Covering all five floors of KW (Kunst-Werke), this survey of the work of the Israeli artist who renamed himself Absalon, and who died of AIDS in 1993 at the age of 28, documented a foreshortened career of bewildering productivity. Although the works on view spanned seven years, nearly all came from the first three years of the 1990s. This restriction accounted for the show’s visual consistency: it resembled a single body of work stretched to its logical limits. And human limits, physical and conceptual, were the central theme.
Like Minimalist sculpture, Absalon’s six “Prototype Cellules” (all 1992) reflect the dimensions of the human body and the body’s relation to the works. They are modernistic habitation cells, each with a unique design, containing the minimum space and furnishings to harbor a single person and meet his basic requirements: a shower stall, a cot with a thin futon mattress, a stool, a worktop, a sink. Two of the dwellings are split-level, with a ladder leading to the sleeping den. All are constructed entirely from wood and fabric coated with whitewash, so most of the interior features are no more than rough designs that would have to be replaced by plumbing and wired fixtures. Since the materials are those of standard white-cube gallery architecture, the cells blend into their environment, poignantly testing the boundary between autonomy and conformity. The individuality of the designs asserts proud self-sufficiency, while the works’ whited-out surfaces sug- gest self-effacement. Entering the cramped interiors is like being absorbed into a sanitized haven-a clearing-despite the claustrophobia of close confinement.

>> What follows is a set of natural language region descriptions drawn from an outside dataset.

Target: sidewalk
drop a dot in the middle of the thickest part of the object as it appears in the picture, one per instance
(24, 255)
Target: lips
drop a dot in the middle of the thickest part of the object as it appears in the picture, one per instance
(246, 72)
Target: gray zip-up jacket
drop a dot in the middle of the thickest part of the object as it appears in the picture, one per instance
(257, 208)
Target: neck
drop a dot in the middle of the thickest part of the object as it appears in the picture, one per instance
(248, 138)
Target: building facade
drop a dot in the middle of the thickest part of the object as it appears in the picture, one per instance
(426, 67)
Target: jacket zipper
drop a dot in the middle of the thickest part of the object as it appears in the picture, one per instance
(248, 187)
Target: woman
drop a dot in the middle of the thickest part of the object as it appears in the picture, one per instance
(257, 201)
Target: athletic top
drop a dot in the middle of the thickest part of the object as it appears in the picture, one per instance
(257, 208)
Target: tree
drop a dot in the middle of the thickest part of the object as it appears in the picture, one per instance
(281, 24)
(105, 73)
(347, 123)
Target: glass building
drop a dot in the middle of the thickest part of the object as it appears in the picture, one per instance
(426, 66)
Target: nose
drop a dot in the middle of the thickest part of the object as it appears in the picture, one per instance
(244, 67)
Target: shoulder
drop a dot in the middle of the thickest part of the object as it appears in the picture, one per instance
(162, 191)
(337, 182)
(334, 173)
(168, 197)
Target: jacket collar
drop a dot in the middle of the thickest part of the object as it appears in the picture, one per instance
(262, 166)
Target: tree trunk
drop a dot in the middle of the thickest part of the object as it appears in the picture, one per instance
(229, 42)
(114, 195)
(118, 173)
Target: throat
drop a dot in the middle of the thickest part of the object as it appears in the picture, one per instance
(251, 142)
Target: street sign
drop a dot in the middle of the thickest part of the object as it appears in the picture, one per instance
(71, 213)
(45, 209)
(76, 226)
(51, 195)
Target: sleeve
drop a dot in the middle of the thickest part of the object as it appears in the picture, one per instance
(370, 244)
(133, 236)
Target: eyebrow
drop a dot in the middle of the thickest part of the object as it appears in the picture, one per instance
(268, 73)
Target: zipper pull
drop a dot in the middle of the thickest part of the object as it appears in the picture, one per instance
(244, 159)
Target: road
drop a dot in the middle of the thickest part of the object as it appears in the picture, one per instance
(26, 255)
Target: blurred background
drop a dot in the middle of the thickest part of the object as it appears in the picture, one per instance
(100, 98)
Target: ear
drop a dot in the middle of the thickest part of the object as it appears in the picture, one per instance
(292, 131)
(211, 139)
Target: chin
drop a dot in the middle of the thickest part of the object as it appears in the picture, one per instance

Each of these sculptures was intended to be located in a different city, serving as a makeshift abode for the internationally nomadic artist. This program, with its utopian overtones, is consistent with the works’ Constructivist-like designs, wrought from a set of basic geometric forms: the cube, the cylinder, the sphere. If the “Prototype Cellules” sometimes resemble single-story adobe houses, the “Cellules” (1991) are more like streamlined space shuttles, lit from inside, issuing a sinister but seductive sci-fi glow
A section of each shell, removed to create an opening, rested next to the main structure as though just popped out. The interiors, smaller than those of the “Prototype Cellules,” are more ambiguous in their repre- sentation of functional features, which seem to have decayed back to the forms on which they were based. And yet, as the “Prototype Cellules” are too modernistic for primitive dwellings, so the “Cellules” are too modest to fully justify the sci-fi metaphor. But Absalon’s work is a reminder to us that science fiction is always a narrative of the past as well as the future, of reduced means as well as technological advancement. Bare rafters and porthole windows in KW’s loft gallery were painted white to accommodate Disposition (1990). The installation’s 40 elements resemble white fossilized blow-ups of Alan McCollum’s pseudo-technological sculptures. It seemed they might all somehow fit together, like a giant’s puzzle, if only the artist had enough time to solve the problem.
Pen drawings, notated in Hebrew, along with small sculptural maquettes in open-topped cardboard boxes, evoked Peter Halley’s analogies between geometric formalism and social and political systems. These studies provided a view into the roots of Absalon’s idom, allowing him to be situated him in his ’90s context. They demonstrate how the sculptural language of the “Cellules” share aspects of the design art of Andrea Zittel and Jorge Pardo, with its tendentious blend of utopian esthetics and condo-style furnishings.
Absalon’s isolationism may be the antithesis of the social opportunism of the “relational aesthetics” gang—Rirkrit Tiravanija, Liam Gillick, Philippe Parreno, etc.—but he shares their ecological consciousness and globalist perspective. The geeky precision of his architectural drawings contrasts with the psychological angst of the videos Bruits and Bataille (both 1993)—in which the artist screams until he is either too hoarse or too exhausted to go on, or flails around a bare room like a demented dervish, impotently thumping the air—and makes the films appear more studied in their existentialist theatricality. Those seven years of production may have required an expontential degree of urgency, but it is clear that Absalon always knew exactly what he was up to.
Photos: (left) view of Absalon’s “Prototype Cellules,” all 1992. (right) Cellule No. 5, 1991, wood, cardboard, neon tube and mixed mediums, 111⁄2 feet long. Both at KW.